Moti- he will know if he’ll push the button and what happened there during the Cuban missile crisis. If you read Bobby Kennedy 13 days.

Jeff- No.

Moti- Well, it is I mean, those generals now we talk about Dr. Strangelove. These guys, they wanted to go the world. They wanted to push that to push it back. I mean, well.

Jeff- Curtis LeMay, Curtis LeMay, who ironically ended up being George Wallace’s vice presidential candidate, you know, and I think it was at 1968, he was the guy in Europe that developed the, um, the saturation bombing of the German cities and, uh, you know, to literally torch them.

They took that model to Japan and too literally, you know, fire, burn to fire, burn Japanese cities. And then that guy went on over to use the same bombing technique in Vietnam to carpet bomb Vietnam and kill three million people during the Southeast Asian War.

So these guys yeah, there’s the Joint Chiefs of Staff.

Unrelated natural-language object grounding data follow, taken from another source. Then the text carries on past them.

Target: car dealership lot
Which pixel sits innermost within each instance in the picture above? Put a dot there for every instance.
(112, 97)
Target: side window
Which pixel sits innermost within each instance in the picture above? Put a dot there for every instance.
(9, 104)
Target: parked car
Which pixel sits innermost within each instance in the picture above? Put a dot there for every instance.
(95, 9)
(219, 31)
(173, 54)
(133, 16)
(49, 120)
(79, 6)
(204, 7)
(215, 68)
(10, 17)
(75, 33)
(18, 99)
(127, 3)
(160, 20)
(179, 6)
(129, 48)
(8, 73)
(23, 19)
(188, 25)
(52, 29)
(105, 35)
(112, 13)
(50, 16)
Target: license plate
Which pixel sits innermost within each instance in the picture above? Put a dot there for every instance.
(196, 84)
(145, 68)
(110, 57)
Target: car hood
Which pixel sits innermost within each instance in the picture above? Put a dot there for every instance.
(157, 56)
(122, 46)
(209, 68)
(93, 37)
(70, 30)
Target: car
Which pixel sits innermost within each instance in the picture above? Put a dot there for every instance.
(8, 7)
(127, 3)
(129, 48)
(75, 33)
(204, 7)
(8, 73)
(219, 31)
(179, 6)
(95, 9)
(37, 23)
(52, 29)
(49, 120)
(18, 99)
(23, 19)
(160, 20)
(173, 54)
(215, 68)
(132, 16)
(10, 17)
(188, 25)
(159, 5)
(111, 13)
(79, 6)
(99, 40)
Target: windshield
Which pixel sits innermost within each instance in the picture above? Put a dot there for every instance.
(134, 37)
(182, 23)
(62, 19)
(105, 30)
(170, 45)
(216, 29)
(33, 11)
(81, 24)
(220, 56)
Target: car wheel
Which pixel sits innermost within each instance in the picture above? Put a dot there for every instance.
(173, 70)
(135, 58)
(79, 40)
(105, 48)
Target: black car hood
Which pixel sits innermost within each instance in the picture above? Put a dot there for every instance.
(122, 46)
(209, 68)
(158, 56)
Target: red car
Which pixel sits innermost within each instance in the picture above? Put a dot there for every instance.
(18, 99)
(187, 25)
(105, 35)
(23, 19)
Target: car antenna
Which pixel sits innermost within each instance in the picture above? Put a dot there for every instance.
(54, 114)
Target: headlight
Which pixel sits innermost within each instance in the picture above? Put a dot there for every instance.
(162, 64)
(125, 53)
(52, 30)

They want the Bay of Pigs was supposed to be a false flag to enable the Joint Chiefs of Staff. They didn’t want to just bomb Cuba. They wanted to nuke they wanted to vaporize Cuba. I mean, they literally wanted to send a rain of atomic bombs on to Cuba.

And that’s one of the reasons that JFK, uh, was assassinated by his own government, is because they were livid, absolutely livid. And we have a few that he refused a nuclear bomb, Cuba.

Moti- And we have to look at the record of these people. They are the ones who annihilated Hiroshima and Nagasaki totally, totally needlessly just to scare the Russians away. They are the ones I was reading a few days ago.

I forgot an article about the bombing of talking about Kurt Vonnegut. He was in a city that was totally destroyed. What would they do with him?

Jeff- A hundred thousand people, hundred and thirty thousand and something like that. And they are literally vaporize during bombing. Go ahead,

Moti- It’s totally unnecessary. The biggest holocaust in human history, according to the way the Bukola American Holocaust and according to him, the biggest Holocaust was against the Native Americans in North America, 20 million people dead in a most horrible.

Jeff- Absolutely.

Moti- So these people have a record of and another part of the equation. And I’m here. I’m out of my league. I don’t know if it’s true or not, but a lot of people are saying that they have underground cities, for example, until the Denver airport, that it’s a city below, that they are very underground city in next to Washington, D.C.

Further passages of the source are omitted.